In figure 3, the structure of the CRB1 gene is depicted. The CRB1 gene consists of 12 different building blocks (called exons) and is situated on the long arm of chromosome 1. The CRB1 protein consists of five different types of protein domains which are depicted with different colours. At the beginning of the protein, there is a signal peptide which is a recognition signal allowing the CRB1 protein to be transported through the cell membrane. The largest part of the CRB1 protein consists of 19 EGF-like motifs (in red) and 3 laminin A G-like domains (in blue). At the end of the protein there is a transmembrane domain and a cytoplasmic domain (in yellow). The cytoplasmic domain is very small (37 amino acids), but serves an important function in that it acts as an anchor point for several proteins inside the photoreceptor cells. In the past research on the cellular function of the fruitfly homologue of CRB1 protein, Crumbs, was focussed almost exclusively on the small cytoplasmic domain.

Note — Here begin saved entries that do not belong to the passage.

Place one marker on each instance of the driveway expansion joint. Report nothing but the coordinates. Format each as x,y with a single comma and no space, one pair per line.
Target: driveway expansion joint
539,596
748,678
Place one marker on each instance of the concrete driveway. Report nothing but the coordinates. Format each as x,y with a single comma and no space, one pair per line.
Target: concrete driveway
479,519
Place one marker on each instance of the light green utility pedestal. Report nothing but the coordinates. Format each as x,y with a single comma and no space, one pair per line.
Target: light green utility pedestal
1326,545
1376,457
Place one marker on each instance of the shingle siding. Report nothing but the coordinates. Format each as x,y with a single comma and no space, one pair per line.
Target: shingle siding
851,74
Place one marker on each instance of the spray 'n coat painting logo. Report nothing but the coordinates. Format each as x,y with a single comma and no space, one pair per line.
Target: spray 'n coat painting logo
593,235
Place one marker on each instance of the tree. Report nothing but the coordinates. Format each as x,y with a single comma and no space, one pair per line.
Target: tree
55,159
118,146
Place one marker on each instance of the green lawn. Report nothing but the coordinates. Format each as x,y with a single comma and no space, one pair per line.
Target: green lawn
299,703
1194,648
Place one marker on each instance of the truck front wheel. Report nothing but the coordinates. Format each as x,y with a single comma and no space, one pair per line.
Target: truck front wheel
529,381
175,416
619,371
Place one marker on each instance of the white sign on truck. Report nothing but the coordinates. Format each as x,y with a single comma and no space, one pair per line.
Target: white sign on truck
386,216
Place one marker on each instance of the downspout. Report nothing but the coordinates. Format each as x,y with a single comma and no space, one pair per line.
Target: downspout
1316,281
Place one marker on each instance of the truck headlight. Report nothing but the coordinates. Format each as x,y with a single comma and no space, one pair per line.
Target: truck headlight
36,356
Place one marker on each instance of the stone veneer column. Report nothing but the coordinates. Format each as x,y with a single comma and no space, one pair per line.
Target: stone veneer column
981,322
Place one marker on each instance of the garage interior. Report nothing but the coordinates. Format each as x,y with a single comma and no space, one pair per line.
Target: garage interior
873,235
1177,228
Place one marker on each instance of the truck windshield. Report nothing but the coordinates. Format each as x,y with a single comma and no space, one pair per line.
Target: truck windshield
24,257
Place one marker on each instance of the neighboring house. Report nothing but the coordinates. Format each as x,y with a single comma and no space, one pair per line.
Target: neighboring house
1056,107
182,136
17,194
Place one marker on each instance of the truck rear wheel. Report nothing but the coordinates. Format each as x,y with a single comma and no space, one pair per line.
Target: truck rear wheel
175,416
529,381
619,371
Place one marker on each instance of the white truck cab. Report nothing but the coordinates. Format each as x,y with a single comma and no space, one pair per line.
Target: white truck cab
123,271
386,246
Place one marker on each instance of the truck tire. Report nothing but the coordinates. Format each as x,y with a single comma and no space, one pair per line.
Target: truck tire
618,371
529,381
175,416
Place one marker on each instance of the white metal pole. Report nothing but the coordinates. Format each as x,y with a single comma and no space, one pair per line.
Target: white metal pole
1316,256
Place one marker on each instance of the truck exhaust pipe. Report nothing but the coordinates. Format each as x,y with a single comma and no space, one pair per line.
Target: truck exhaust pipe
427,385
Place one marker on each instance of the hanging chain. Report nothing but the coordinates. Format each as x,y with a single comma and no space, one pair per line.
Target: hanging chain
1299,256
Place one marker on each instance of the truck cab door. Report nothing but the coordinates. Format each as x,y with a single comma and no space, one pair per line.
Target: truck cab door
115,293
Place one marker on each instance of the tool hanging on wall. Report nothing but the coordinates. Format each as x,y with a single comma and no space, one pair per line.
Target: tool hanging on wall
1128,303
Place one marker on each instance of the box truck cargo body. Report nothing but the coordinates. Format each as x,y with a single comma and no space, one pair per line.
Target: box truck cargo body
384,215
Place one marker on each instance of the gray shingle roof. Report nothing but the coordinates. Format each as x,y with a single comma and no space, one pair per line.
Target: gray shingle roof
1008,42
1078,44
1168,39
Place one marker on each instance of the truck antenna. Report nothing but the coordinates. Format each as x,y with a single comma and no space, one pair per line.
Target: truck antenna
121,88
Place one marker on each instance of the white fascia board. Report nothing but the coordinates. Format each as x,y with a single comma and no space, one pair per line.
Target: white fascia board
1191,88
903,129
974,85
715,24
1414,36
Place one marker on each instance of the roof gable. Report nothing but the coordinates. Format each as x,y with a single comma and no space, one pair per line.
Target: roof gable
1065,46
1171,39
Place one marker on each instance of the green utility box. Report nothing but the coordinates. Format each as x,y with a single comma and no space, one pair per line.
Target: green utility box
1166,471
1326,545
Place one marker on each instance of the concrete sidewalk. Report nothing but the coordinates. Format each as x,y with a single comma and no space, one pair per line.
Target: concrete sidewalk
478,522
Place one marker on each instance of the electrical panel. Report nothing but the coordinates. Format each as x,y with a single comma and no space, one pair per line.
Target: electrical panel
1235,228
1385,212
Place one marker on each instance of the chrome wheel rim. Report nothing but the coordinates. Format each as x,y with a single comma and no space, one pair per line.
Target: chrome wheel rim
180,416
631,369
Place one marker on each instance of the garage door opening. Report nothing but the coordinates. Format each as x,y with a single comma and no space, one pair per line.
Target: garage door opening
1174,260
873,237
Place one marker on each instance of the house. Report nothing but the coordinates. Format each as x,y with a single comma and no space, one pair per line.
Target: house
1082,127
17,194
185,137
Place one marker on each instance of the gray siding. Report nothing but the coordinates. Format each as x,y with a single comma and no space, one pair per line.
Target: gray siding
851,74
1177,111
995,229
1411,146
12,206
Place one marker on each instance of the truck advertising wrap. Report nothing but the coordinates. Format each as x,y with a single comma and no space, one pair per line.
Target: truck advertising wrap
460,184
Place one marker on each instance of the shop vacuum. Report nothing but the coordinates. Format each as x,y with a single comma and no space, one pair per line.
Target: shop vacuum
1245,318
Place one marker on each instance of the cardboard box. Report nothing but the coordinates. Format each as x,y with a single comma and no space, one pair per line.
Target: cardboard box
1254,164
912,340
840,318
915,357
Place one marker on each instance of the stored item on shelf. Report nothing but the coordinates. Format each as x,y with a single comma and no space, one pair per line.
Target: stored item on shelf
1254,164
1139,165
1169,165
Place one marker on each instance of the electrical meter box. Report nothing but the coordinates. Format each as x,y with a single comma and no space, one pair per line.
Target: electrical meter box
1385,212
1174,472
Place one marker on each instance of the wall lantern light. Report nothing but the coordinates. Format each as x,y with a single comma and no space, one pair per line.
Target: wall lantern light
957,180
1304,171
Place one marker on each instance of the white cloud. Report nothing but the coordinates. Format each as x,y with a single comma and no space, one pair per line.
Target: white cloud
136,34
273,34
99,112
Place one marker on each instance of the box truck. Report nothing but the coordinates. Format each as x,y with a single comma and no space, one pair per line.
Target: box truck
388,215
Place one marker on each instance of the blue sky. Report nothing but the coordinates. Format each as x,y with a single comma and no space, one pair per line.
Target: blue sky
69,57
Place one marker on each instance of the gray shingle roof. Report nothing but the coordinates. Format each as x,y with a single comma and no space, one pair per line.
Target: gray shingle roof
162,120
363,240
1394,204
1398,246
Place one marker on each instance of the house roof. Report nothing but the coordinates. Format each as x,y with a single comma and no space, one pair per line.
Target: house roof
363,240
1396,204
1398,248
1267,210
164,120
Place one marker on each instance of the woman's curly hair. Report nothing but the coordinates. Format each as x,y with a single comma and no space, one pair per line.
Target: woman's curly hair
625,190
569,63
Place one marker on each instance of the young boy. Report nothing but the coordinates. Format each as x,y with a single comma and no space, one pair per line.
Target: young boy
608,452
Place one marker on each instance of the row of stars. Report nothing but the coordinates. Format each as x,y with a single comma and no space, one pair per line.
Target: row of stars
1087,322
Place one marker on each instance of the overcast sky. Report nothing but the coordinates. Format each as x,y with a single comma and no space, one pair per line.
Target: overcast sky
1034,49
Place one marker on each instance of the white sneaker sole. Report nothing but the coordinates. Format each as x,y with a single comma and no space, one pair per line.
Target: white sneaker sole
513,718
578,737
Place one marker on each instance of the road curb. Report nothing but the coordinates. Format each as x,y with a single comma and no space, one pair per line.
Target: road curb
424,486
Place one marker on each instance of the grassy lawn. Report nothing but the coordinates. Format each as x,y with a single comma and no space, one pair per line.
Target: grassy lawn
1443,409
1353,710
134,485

Figure 3: Schematic representation of the CRB1 gene and its protein domain structure. Some of the mutations identified in patients with an autosomal recessive retinal disease (RP + PPRPE, RP + Coats, LCA - congenital blindness; each patient two mutations) and an autosomal dominant retinal disease (PPRCA; patient with one, apparently dominant, mutation) are depicted.

Mutations in human patients with eye diseases have been found in all parts of the gene but most of them are localised in the 2^nd and 3^rd laminin A G-like domains. At the moment, 71 different mutations have been found in 92 patients with autosomal recessive retinal diseases (den Hollander et al. 2004). Figure 3 illustrates the mutations found in a few patients with different retinal diseases. How can different combinations of mutations result in these different diseases? We believe that different CRB1 mutations do not have an equally severe effect on CRB1 function. We hypothesize that the mutations identified in patients with Leber congenital amaurosis (e.g. Lys801Ter) result in a complete inactivation of the corresponding mutant protein. Patients with RP + PPRPE and RP with Coats' complication can also carry severe mutations but never in both CRB1 copies. Hence, there is a residual function of the resulting CRB1 protein which leads to a somewhat milder retinal dystrophy. In addition, the function of the CRB1 protein and severity of disease is likely to be influenced by the genetic background.